Mr Biden, according to Mr Sullivan, “wants to convert our presence to a counterterrorism capability” aimed at protecting the United States by keeping Al-Qaeda forces or the Islamic State group from establishing a base in Afghanistan.
Confronting Russia
As president, Mr Biden will have to deal with a Russia whose arsenal includes 1,550 deployed nuclear weapons and a raft of tactical nuclear weapons that it has been deploying freely, even before Mr Trump exited the Intermediate-Range Nuclear Forces Treaty.
How would Mr Biden end the downward spiral? He would start with a five-year extension of New START, Mr Blinken said, because the treaty lapses 16 days after inauguration. Then he would seek to expand the treaty. And he would play on Mr Putin’s growing economic fragility.
“We will deter, and impose costs for, Mr Putin’s meddling and aggression,” Mr Blinken said. “But there’s a flip side” to dealing with Moscow, he added. Mr Putin is “looking to relieve Russia’s growing dependence on China,” Mr Blinken said, which has left him in “not a very comfortable position.”

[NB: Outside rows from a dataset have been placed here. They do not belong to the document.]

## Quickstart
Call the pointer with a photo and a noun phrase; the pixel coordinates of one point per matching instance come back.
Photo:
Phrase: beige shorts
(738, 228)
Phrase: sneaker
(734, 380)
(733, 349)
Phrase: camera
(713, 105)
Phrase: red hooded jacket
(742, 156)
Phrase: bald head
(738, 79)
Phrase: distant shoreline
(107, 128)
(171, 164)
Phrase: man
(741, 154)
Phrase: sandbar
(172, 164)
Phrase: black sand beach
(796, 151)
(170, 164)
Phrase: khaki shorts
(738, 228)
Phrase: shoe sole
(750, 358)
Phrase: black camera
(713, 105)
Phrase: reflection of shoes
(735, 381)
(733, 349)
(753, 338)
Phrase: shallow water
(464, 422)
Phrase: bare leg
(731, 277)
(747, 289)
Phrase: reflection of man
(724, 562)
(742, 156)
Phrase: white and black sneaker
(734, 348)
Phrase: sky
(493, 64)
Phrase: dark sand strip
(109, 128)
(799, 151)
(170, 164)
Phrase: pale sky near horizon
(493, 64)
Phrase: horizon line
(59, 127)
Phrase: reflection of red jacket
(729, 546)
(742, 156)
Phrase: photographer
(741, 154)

On Iran, a resurgent crisis
“Oh, goddamn,” Mr Biden fumed in the Situation Room in the summer of 2010, according to participants in the meeting, as news began to leak that a highly classified effort by the United States and Israel to destroy Iran’s nuclear programme with a cyberweapon was about to be exposed. “It’s got to be the Israelis. They went too far.”
A decade later, that effort to undermine the Iranian nuclear effort appears to be the birth of a new age of conflict. Mr Biden favoured the covert effort, because he was looking for any way to slow Iran’s progress without risking war in the Middle East. He later told colleagues that he believed the covert programme helped bring the country to the negotiating table for what became the Iran nuclear deal.

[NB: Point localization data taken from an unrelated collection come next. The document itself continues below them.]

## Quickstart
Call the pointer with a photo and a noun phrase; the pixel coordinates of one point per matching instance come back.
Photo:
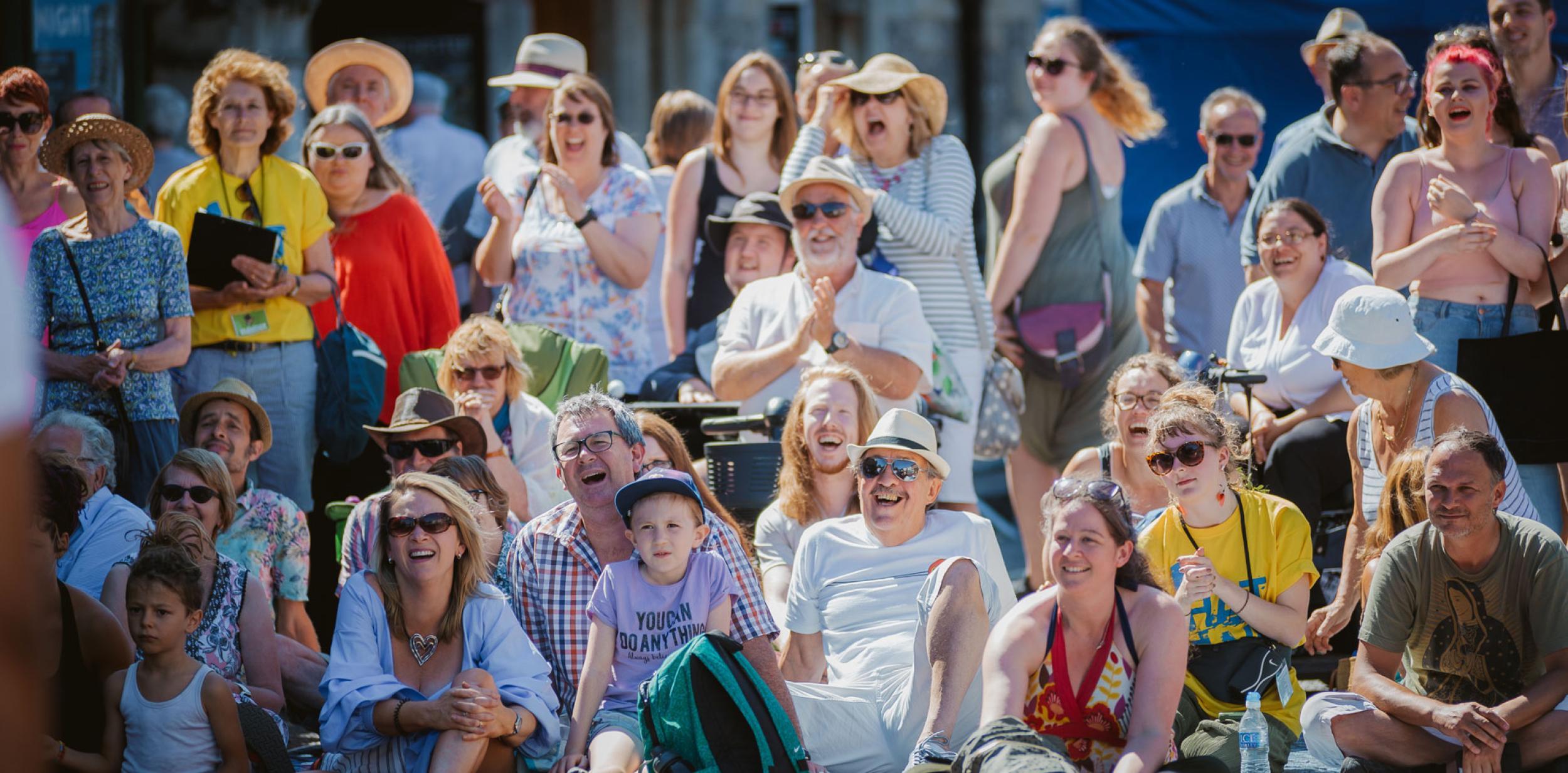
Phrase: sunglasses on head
(1051, 66)
(904, 470)
(330, 151)
(860, 98)
(830, 209)
(585, 118)
(427, 449)
(199, 495)
(30, 123)
(1189, 455)
(432, 523)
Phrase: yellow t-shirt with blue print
(1281, 554)
(292, 206)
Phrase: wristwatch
(839, 340)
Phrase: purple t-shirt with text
(651, 621)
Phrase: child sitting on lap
(645, 609)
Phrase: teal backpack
(706, 711)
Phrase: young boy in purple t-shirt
(644, 609)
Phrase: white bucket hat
(1372, 327)
(904, 432)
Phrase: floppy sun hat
(359, 51)
(98, 126)
(1372, 327)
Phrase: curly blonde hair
(265, 74)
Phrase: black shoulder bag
(1230, 670)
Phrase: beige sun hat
(904, 432)
(543, 60)
(359, 51)
(888, 73)
(98, 126)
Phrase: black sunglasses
(427, 449)
(432, 523)
(1051, 66)
(30, 123)
(1189, 454)
(1227, 140)
(904, 470)
(830, 209)
(199, 495)
(860, 98)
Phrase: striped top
(924, 226)
(1515, 501)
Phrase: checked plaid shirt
(554, 570)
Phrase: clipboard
(217, 240)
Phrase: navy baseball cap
(657, 480)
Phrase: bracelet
(397, 709)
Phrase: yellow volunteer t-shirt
(1281, 554)
(290, 202)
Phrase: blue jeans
(284, 383)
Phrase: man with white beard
(829, 309)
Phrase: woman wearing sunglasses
(236, 637)
(575, 242)
(430, 668)
(1067, 173)
(1299, 414)
(1239, 564)
(921, 184)
(393, 275)
(1081, 670)
(258, 327)
(40, 198)
(753, 132)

Now Mr Biden says the first step with Iran is to restore the status quo – which means reentering the deal if Iran’s supreme leader, Ayatollah Ali Khamenei, is willing to return to production limits announced in 2015.
But the Iranians have indicated there will be a higher price to pay for Mr Trump’s breach. And some of the key restrictions on Iran begin to lift soon.
Mr Biden’s aides say returning to the deal Mr Trump left “shifts the burden” back on Teheran.